Ее тело помещено в те обстоятельства, в которых его можно найти в реальности (в отличие от «реалиста» Курбэ, помещающего свои модели у лесных источников). Это напоминало зрителю о реальных обстоятельствах возможной встречи с подобной женщиной и вызывало у них резкий протест против нарушения принятых в обществе стандартов и правил дискурса. И все же вовлеченность в эротическое переживание при созерцании «ню» присуща процессу восприятия.
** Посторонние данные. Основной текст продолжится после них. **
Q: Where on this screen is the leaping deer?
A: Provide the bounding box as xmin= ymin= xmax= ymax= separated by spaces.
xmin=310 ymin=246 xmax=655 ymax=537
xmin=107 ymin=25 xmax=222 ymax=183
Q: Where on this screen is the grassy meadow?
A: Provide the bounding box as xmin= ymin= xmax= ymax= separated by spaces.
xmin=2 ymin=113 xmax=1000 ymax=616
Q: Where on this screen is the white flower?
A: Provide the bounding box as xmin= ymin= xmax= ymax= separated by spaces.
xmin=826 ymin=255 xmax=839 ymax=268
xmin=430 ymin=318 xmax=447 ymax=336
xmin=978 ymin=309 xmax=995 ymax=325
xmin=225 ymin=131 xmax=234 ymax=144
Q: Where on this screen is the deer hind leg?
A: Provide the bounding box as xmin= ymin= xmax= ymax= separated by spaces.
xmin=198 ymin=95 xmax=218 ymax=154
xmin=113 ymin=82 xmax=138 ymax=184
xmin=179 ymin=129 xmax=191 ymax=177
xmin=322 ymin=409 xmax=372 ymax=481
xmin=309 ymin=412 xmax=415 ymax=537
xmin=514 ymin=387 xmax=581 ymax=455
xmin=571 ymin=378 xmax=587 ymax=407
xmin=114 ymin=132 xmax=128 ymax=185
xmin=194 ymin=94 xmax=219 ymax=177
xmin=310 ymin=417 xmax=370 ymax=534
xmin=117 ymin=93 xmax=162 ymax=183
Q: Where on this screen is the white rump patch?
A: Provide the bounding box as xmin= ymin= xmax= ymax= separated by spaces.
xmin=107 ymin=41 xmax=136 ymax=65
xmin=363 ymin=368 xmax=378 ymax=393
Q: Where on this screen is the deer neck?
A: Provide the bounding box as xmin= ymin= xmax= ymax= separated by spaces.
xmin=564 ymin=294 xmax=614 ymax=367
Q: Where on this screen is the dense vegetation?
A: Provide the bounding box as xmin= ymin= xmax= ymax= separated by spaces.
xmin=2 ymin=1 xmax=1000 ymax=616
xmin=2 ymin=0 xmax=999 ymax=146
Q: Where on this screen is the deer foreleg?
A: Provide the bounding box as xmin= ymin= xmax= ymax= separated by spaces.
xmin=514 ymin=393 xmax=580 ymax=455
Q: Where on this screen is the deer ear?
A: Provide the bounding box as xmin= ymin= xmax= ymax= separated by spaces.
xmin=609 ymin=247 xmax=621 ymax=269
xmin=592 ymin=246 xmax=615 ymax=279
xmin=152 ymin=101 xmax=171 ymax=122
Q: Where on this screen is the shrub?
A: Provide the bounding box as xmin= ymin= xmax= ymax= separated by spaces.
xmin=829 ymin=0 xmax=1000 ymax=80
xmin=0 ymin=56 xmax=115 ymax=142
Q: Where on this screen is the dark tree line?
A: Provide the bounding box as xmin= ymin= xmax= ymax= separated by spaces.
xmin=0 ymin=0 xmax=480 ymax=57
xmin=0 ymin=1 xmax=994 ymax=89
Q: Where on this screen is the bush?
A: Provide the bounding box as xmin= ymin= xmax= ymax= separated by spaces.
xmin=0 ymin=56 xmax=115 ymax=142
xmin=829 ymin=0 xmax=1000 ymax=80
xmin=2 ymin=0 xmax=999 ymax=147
Столь видный историк искусства как К. Кларк говорит о том, что это высказывание противоречит опыту – в ощущении, которое возбуждают обнаженные фигуры Рубенса или Ренуара, много того, что присуще восприятию «материального объекта». Обнаженная женская фигура должна возбуждать хотя бы тень эротического чувства. «Желание соединиться с другим человеческим телом является такой значимой частью нашей природы, что наше суждение о том, что известно как «чистая форма» находится неизбежно под его влиянием. Одна из сложностей обнаженной натуры как предмета искусства заключается в том, что эти инстинкты не могут быть скрыты, как это происходит в случае нашего наслаждения керамической вазой, где они сублимируются – напротив, в данном случае они выходят на передний план» [8]. В таком восприятии, несомненно, участвует и «мужской» взгляд художника, в котором, несомненно, присутствуют и другие элементы, кроме эротического, - гармония, энергия, экстаз, преклонение, что делает многие репрезентации обнаженной женщины великими произведениями искусства. Но такая тенденция ни в коей мере не является универсальной, и мы видим многочисленные примеры деэстетизации, деэротизации женского тела начиная с мастеров Северного Возрождения и Рембрандта и кончая Пикассо с его «Авиньонскими девицами». «Мужской взгляд» исполнен в этих случаях не желания, а презрения или даже отвращения, напоминающего нам мизогинизм греческой архаической поэзии. С чем связана такая разная наполненность взгляда художника – с общим характером той или иной эпохи («матризмом» или «патризмом»), с эстетическими критериями, выработанными в рамках той или иной культуры, с религиозными убеждениями – думается, что однозначного ответа на этот вопрос нет, но совершенно ясно, что вожделеющий «мужской взгляд» – это лишь одна из возможных позиций как художника, так и зрителя. То, что вполне приемлемо по отношению к формульному голливудскому фильму, не работает в условиях богатства и многообразия искусства, основанного на творческих поисках и индивидуальности художника.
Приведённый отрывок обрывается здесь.